Electronic communication is constantly changing. Email is great for fast and effective communication, but basic rules for clarity, courtesy, and respect should still be kept in mind. While email is certainly a more informal form of communication, here are some tips for effective and civil email communication.
Don't send an email in haste when you are upset. If you are thinking of addressing a workplace problem via email, give it a few days. Allow yourself some time to calm down and think things over. You can't take back that angry email.
Be sure to include an informative and poignant subject line. Never send an email with "no subject" in the subject line.
While spellcheck is a great tool, always read your emails over once or twice for grammar, spelling and word choice. Email is not an excuse for misspellings, grammatical errors, or punctual mistakes.

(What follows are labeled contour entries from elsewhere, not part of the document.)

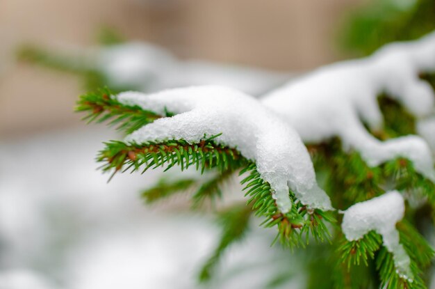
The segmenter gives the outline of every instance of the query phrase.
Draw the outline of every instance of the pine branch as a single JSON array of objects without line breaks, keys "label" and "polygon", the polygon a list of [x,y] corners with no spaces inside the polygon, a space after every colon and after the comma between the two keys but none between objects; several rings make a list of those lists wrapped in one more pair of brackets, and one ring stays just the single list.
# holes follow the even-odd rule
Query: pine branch
[{"label": "pine branch", "polygon": [[407,221],[404,220],[398,223],[397,228],[400,233],[400,243],[411,259],[410,267],[413,274],[412,280],[404,278],[397,273],[393,254],[381,247],[382,238],[373,231],[356,241],[349,242],[343,237],[338,248],[341,261],[347,263],[347,270],[350,270],[351,265],[359,265],[361,260],[367,266],[368,261],[375,258],[376,269],[381,282],[381,288],[425,288],[422,272],[431,264],[434,251]]},{"label": "pine branch", "polygon": [[416,134],[416,118],[397,101],[382,95],[377,99],[384,116],[384,130],[372,132],[381,140],[396,138],[408,134]]},{"label": "pine branch", "polygon": [[117,125],[117,130],[126,134],[133,132],[157,118],[172,116],[169,112],[165,116],[159,116],[152,111],[143,110],[138,106],[125,105],[111,95],[112,93],[108,88],[83,95],[77,102],[76,111],[88,113],[83,120],[88,120],[88,123],[110,120],[109,125]]},{"label": "pine branch", "polygon": [[[294,205],[288,213],[284,214],[277,210],[275,201],[272,197],[270,185],[260,177],[255,164],[251,164],[240,171],[240,175],[249,173],[249,175],[242,180],[245,185],[245,196],[249,196],[248,205],[252,205],[256,216],[266,219],[263,222],[266,228],[278,226],[278,234],[275,241],[279,240],[285,246],[304,247],[309,242],[309,236],[316,241],[329,241],[330,233],[325,221],[335,223],[332,213],[320,210],[309,211],[302,205],[295,195],[289,192]],[[304,241],[303,237],[305,237]]]},{"label": "pine branch", "polygon": [[[18,47],[16,55],[22,61],[78,75],[83,79],[83,86],[87,91],[92,91],[110,84],[102,72],[88,65],[85,59],[80,57],[62,55],[29,45]],[[121,91],[127,88],[113,88]]]},{"label": "pine branch", "polygon": [[222,186],[234,175],[234,171],[224,171],[213,179],[203,183],[192,197],[192,208],[201,207],[206,200],[210,200],[214,207],[216,199],[222,198]]},{"label": "pine branch", "polygon": [[213,253],[201,269],[198,276],[201,282],[210,280],[215,267],[227,248],[236,242],[240,242],[245,237],[249,230],[252,212],[252,208],[244,204],[233,205],[221,212],[218,217],[218,221],[222,228],[220,240]]},{"label": "pine branch", "polygon": [[382,244],[382,237],[374,231],[370,231],[361,239],[349,242],[342,236],[338,253],[342,263],[347,264],[347,270],[351,265],[359,265],[361,260],[366,266],[368,266],[370,259],[375,258],[375,253],[379,249]]},{"label": "pine branch", "polygon": [[397,158],[386,162],[383,166],[384,178],[393,180],[397,189],[405,192],[420,190],[435,208],[435,184],[416,172],[412,162]]},{"label": "pine branch", "polygon": [[147,203],[151,204],[172,196],[178,192],[192,189],[197,185],[197,182],[196,180],[192,179],[167,182],[165,178],[162,178],[154,187],[143,191],[140,196]]}]

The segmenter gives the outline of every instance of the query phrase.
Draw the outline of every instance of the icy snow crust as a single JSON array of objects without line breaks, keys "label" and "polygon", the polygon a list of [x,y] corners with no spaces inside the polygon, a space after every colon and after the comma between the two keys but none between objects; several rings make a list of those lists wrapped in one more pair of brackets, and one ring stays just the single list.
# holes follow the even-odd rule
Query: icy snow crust
[{"label": "icy snow crust", "polygon": [[404,216],[404,201],[397,191],[365,202],[358,203],[344,212],[341,228],[349,241],[359,240],[370,231],[382,236],[384,245],[393,255],[397,272],[402,277],[412,279],[410,259],[400,244],[395,224]]},{"label": "icy snow crust", "polygon": [[237,148],[254,160],[261,178],[270,184],[282,212],[291,208],[289,188],[304,205],[331,210],[331,201],[317,185],[313,164],[297,133],[258,100],[231,88],[196,86],[143,94],[114,96],[126,105],[165,115],[126,136],[127,143],[184,139],[198,143],[204,133],[218,143]]},{"label": "icy snow crust", "polygon": [[345,148],[358,150],[370,166],[404,157],[435,180],[432,154],[424,140],[406,136],[380,141],[361,123],[372,130],[381,128],[377,97],[383,92],[418,118],[434,111],[434,92],[418,73],[434,70],[432,33],[417,41],[386,45],[370,57],[321,68],[272,91],[262,102],[284,116],[305,143],[339,136]]}]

Be aware of usage of all caps, emoticons, and text message abbreviation. Using all capital letters tends to convey to the reader that you are shouting at them and tends to be harder to read. Also be aware that in the absence of facial expressions or tone of voice, interpretation defaults to the negative.
While there is no doubt that email is more informal than a typed letter, salutations and closings are still important. When composing email to senior management always use a more formal greeting. When in doubt, defer to the formal. For example, use Mr. or Ms., hello versus hi, or Elizabeth versus Liz. When communicating with senior management you should also end the email with a formal sign-off as well.